How to use apoc.create.nodes()

Am trying to create new nodes from properties of existing nodes but keep getting errors and there is 0 documentation. Could anyone please provide some pointers?

MATCH (n1:IpAddress) 
WHERE NOT n1.GeoLocationIdObject is null 
WITH collect(n1) as items 
CALL apoc.create.nodes(['GeoLocation:Tag:Geo'], [{
IdObject: items.GeoLocationIdObject, 
IdUnique: apoc.create.uuid(), 
Name: 'geo location', 
IdDatastore: items.IdDatastore, 
GeoLatitude: items.GeoLatitude, 
GeoLongitude: items.GeoLongitude, 
TimeCreated: items.TimeCreated, 
TimeUpdated: datetime(), 
Source: 'graph-refactor-6'
}])
YIELD node
RETURN *

Returns the following error ...

Neo.ClientError.Statement.SyntaxError: Type mismatch: expected Any, Map, Node, Relationship, Point, Duration, Date, Time, LocalTime, LocalDateTime or DateTime but was List<Node> (line 5, column 12 (offset: 182))
"{IdObject: items.GeoLocationIdObject}, "

Which I think is weird because according to the documentation here it does expect a list, no?
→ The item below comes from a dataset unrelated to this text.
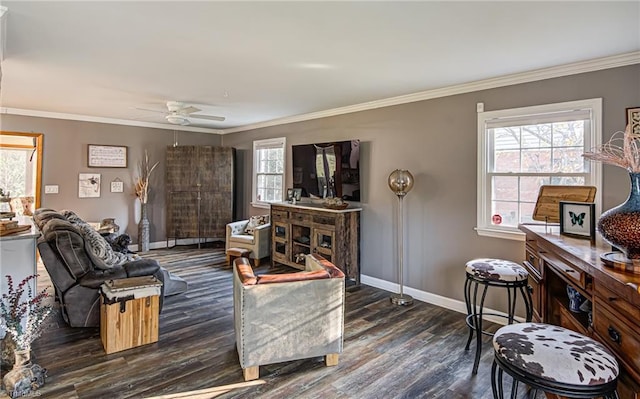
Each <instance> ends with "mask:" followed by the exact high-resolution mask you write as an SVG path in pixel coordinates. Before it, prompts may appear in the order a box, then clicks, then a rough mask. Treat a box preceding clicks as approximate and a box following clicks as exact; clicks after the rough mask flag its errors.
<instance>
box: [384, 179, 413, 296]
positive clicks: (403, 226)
mask: <svg viewBox="0 0 640 399" xmlns="http://www.w3.org/2000/svg"><path fill="white" fill-rule="evenodd" d="M389 188H390V189H391V191H393V193H394V194H395V195H397V196H398V232H397V237H398V283H399V284H400V293H399V294H392V295H391V298H390V299H391V303H393V304H394V305H404V306H406V305H411V304H412V303H413V298H412V297H411V296H410V295H404V293H403V290H404V287H403V283H402V280H403V274H404V272H403V270H402V267H403V258H404V248H403V245H402V244H403V238H402V233H403V231H404V226H403V223H402V222H403V219H404V212H403V210H402V200H403V199H404V196H405V195H407V193H408V192H409V191H411V189H412V188H413V175H412V174H411V172H409V171H408V170H404V169H396V170H394V171H393V172H391V174H390V175H389Z"/></svg>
CALL apoc.create.nodes(['Label'], [{key:value,…​}])

I got this to work using apoc.periodic.iterate() with batchSize:1 but that seems clunky ... and I cannot create relationships at the same time ...

CALL apoc.periodic.iterate("
MATCH (n1:IpAddress) 
WHERE NOT n1.GeoLocationIdObject is null 
RETURN n1", "
CREATE (n3:GeoLocation:Tag:Geo:VendorIpStack:PlatformIpStack)
SET n3.IdObject = n1.GeoLocationIdObject 
SET n3.IdUnique = apoc.create.uuid() 
SET n3.Name = 'geo location' 
SET n3.IdDatastore = n1.IdDatastore 
SET n3.GeoLatitude = n1.GeoLatitude 
SET n3.GeoLongitude = n1.GeoLongitude 
SET n3.TimeCreated = n1.TimeCreated  
SET n3.TimeUpdated = datetime() 
SET n3.Source = 'graph-refactor-6' 
RETURN *", 
{batchSize:1, iterateList:true, parallel:true})

Ideally I would like to run the following to create thousands of new nodes and relationships from existing nodes but instead I just create 1 new node each time ... for some reason I cannot iterate through the list ... or it does and overwrites the new nodes again and again so only 1 is left ...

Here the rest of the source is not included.